# Epson projector / USB / Macbook Pro



## jimwww (May 11, 2008)

I tried to use a usb plugin from an Epson Projector for my macbook pro 10.7 and I could not get the projector to show my screen.. I changed screen resolution as well - nothing (even rebooted)
Any ideas?

(first time I ever hooked up a projector to a macbook pro)


----------



## NFtoBC (Jun 24, 2011)

I have always used the thunderbolt port > mini display adapter > vga cable > projector. I thought the USB connection was to communicate the functions of the projector's remote control to the computer.


----------



## steadfast (Jul 23, 2004)

I always make sure everything is plugged in BEFORE turning my MacBook Pro. Epson directions use to say turn projector on first but a nephew of mine who is in the business pointed out that the computer can find the connection easier if things are plugged in first. No on occasion I have had to change the USB outlet that I had been using on the side of the MacBook.


----------



## krs (Mar 18, 2005)

jimwww said:


> I tried to use a usb plugin from an Epson Projector for my macbook pro 10.7 and I could not get the projector to show my screen.. I changed screen resolution as well - nothing (even rebooted)
> Any ideas?
> 
> (first time I ever hooked up a projector to a macbook pro)


Which Epson projector are you using?

And where does USB come in?
Doesn't one need to connect from the MacBook pro via the video ports?

I connect my MacBook pro to an Epson projector using the DVI port on the MacBook pro and the video input on the Epson.
No problem.

USB doesn't even enter the picture.


----------



## pm-r (May 17, 2009)

The projector model would sure help.

If it's one of the USB models, have you installed the supporting software from their site??

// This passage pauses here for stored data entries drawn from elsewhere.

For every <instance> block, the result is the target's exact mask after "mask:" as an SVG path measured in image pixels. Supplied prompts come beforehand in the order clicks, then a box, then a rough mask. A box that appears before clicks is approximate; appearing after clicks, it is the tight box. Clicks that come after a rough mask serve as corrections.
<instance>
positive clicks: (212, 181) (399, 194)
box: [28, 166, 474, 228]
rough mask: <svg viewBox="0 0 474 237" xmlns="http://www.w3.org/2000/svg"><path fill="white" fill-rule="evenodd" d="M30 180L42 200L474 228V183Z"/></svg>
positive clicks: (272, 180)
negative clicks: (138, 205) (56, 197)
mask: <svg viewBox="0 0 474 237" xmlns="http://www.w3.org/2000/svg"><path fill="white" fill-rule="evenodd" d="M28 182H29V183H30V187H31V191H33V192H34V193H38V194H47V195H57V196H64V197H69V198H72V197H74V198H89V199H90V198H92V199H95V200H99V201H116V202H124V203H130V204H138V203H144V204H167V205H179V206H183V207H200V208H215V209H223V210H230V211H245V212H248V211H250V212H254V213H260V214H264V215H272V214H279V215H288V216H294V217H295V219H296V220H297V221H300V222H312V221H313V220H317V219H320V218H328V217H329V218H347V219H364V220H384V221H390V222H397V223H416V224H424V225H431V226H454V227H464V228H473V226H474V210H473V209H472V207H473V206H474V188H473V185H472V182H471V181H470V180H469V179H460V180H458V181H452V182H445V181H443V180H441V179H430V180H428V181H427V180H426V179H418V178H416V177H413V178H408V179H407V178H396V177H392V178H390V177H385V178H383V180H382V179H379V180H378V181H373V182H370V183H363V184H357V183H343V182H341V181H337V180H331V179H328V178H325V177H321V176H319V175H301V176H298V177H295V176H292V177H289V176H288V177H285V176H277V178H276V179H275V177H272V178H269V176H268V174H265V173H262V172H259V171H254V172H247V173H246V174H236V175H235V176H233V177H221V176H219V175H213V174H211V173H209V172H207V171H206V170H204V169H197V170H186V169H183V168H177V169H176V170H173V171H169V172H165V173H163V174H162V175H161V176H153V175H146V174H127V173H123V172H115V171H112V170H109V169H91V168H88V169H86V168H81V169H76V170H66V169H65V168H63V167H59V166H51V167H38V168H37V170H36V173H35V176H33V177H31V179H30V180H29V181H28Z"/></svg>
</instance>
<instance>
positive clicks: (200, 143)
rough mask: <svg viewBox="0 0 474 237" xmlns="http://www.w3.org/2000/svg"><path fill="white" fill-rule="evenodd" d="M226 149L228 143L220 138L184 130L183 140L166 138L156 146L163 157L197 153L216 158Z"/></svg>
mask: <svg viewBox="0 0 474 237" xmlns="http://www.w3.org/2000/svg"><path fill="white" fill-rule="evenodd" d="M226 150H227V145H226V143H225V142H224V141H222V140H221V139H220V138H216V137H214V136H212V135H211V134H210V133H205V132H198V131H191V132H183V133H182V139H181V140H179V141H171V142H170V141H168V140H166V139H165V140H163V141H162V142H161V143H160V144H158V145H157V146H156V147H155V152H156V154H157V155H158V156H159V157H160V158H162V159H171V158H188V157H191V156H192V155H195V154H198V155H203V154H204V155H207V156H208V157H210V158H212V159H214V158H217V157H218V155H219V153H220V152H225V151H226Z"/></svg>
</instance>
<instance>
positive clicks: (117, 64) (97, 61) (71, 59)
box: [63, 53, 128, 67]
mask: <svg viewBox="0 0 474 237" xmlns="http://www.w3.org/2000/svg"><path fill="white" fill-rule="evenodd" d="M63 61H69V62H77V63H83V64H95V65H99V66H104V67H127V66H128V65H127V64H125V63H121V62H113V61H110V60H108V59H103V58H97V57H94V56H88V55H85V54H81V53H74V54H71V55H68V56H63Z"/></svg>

Probably you'll need their "USB Display v1.50" software installed at least.

Epson Support - Drivers, FAQs, Troubleshooting, Technical Support, Documents & Manuals for Epson Products - Epson America, Inc.


----------



## krs (Mar 18, 2005)

Maybe this will help:

Epson EX5200, FAQ - Technical Support - Epson America, Inc.

I didn't even know one could use USB to connect the video to a projector.
This support note of course assumes the specific Epson projector can accept video via USB - I have a USB port on my Epson projector but not for video.


----------



## krs (Mar 18, 2005)

I can just see it - jimwww is going to come back and say "I tried all that already"....

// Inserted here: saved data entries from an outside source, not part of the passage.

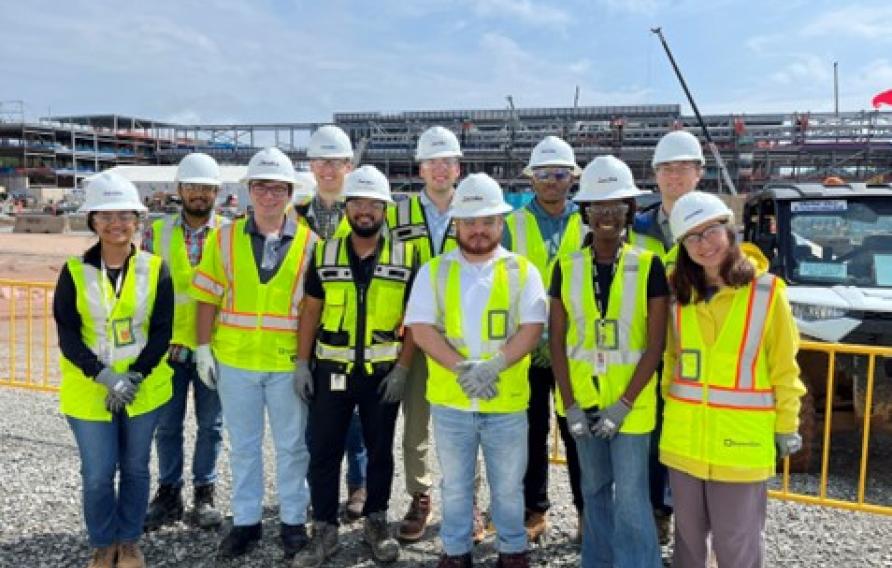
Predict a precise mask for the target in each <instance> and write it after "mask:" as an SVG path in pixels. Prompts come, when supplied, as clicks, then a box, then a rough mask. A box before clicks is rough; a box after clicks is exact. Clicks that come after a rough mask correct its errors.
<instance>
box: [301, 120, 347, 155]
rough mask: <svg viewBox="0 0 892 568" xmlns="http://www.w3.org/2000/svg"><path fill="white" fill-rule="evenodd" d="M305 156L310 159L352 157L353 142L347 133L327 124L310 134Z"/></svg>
mask: <svg viewBox="0 0 892 568" xmlns="http://www.w3.org/2000/svg"><path fill="white" fill-rule="evenodd" d="M307 157H308V158H310V159H311V160H312V159H316V158H319V159H323V160H325V159H334V158H344V159H347V158H353V144H351V143H350V137H349V136H347V133H346V132H344V131H343V130H341V129H340V128H338V127H337V126H334V125H332V124H328V125H326V126H322V127H320V128H319V129H318V130H316V132H314V133H313V135H312V136H310V144H309V146H307Z"/></svg>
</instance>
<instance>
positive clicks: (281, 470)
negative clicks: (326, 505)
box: [263, 371, 344, 525]
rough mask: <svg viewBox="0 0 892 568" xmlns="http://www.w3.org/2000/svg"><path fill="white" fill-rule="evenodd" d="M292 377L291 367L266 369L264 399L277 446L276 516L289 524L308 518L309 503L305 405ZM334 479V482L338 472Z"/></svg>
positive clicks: (272, 430)
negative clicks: (277, 491)
mask: <svg viewBox="0 0 892 568" xmlns="http://www.w3.org/2000/svg"><path fill="white" fill-rule="evenodd" d="M293 380H294V377H293V374H292V373H291V372H290V371H285V372H284V373H266V374H265V377H264V383H263V400H264V404H265V406H266V411H267V414H268V415H269V426H270V432H271V433H272V436H273V445H274V446H275V448H276V488H277V490H278V494H279V518H280V519H281V521H282V522H283V523H285V524H288V525H302V524H304V523H306V522H307V505H309V504H310V490H309V488H308V487H307V469H308V468H309V466H310V452H309V450H307V442H306V430H307V414H308V409H307V405H306V403H305V402H304V401H303V400H301V399H300V397H298V396H297V393H295V392H294V382H293ZM318 434H319V432H318V431H317V436H318ZM343 451H344V450H343V446H342V447H341V454H339V456H340V455H343ZM334 479H335V482H336V483H337V479H338V478H337V476H335V478H334ZM335 500H337V497H335Z"/></svg>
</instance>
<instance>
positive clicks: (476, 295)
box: [404, 246, 548, 359]
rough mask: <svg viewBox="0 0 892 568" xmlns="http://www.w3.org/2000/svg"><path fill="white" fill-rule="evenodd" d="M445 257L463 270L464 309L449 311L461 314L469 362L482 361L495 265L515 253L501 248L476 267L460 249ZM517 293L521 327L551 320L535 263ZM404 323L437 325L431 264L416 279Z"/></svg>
mask: <svg viewBox="0 0 892 568" xmlns="http://www.w3.org/2000/svg"><path fill="white" fill-rule="evenodd" d="M442 256H443V257H444V260H455V259H457V260H458V262H459V266H460V267H461V269H460V280H461V290H462V294H461V306H457V307H454V308H453V307H451V306H450V308H449V309H460V310H461V315H462V320H461V324H462V335H463V336H464V338H465V342H466V343H467V345H468V351H469V354H468V355H469V358H471V359H476V358H478V357H480V344H481V341H480V331H481V329H480V322H481V321H483V312H484V310H485V309H486V304H487V303H488V302H489V294H490V290H491V288H492V277H493V267H494V266H495V261H496V259H499V258H502V257H505V256H514V253H512V252H509V251H507V250H505V249H504V248H503V247H501V246H499V247H498V248H497V249H496V251H495V255H494V256H493V257H492V258H491V259H490V260H488V261H486V262H482V263H476V264H475V263H470V262H468V260H467V259H466V258H465V257H464V255H463V254H461V251H460V250H459V249H454V250H451V251H449V252H447V253H445V254H443V255H442ZM512 292H514V291H512ZM518 292H519V293H520V301H519V304H518V308H519V316H520V317H519V323H521V324H525V323H543V324H544V323H545V322H546V321H547V320H548V298H547V296H546V295H545V287H544V286H543V284H542V276H541V275H540V274H539V270H538V269H536V267H535V266H533V264H532V263H530V264H529V271H528V272H527V281H526V285H525V286H524V287H523V290H520V291H518ZM518 292H514V293H518ZM404 323H405V325H412V324H413V323H424V324H431V325H433V324H436V323H437V299H436V298H435V297H434V289H433V286H432V285H431V277H430V262H428V263H426V264H425V265H424V266H422V267H421V269H419V271H418V274H417V275H416V276H415V283H414V284H413V285H412V293H411V295H410V296H409V305H408V306H407V308H406V317H405V319H404Z"/></svg>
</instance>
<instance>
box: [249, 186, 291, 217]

and this turns out to be another "Lion got cha"


----------



## pm-r (May 17, 2009)

And no mention of model etc. 

At least the USB Display v1.50 software says it also works with 10.7. Yeah right!! So has some other software I have tried. So back to SL and most everything works. 

One exception, a networked Laxmark Pinnacle Pro 901 using the recommended network setup for print and scan and finally gave up. yet it worked with 10.5.8 and 10.7.x. Wasted over 12-14 hours with three fourth level techs last late fall and even they finally gave up.


----------



## pm-r (May 17, 2009)

That's actually a pretty neat universal Epson USB solution for I'm assuming basic video projection and I didn't think that USB 2.0 had the horsepower or speed, but sure saves on having to buy or cart around all the other video type adapters etc. that were often needed.


----------



## krs (Mar 18, 2005)

pm-r said:


> That's actually a pretty neat universal Epson USB solution for I'm assuming basic video projection and I didn't think that USB 2.0 had the horsepower or speed,


Apparently it doesn't for video.



> Mirroring full-screen video from the Mac over USB resulted choppy motion and is not recommended, as the bandwidth through USB is limited. For video playback from your Mac, connecting to the projector from your Mac’s video port provides much smoother performance.


Epson MegaPlex MG-850HD Projector Review | Macworld


----------



## pm-r (May 17, 2009)

OK. Back to the drawing board or just keep hauling along all the various video cables and adapters I guess.

I thought it sounded too good to be actually true and as a good viewable alternative. But possibly good enough for a basic PP/Keynote presentation maybe...???? The ads say so, so it must be true eh??


----------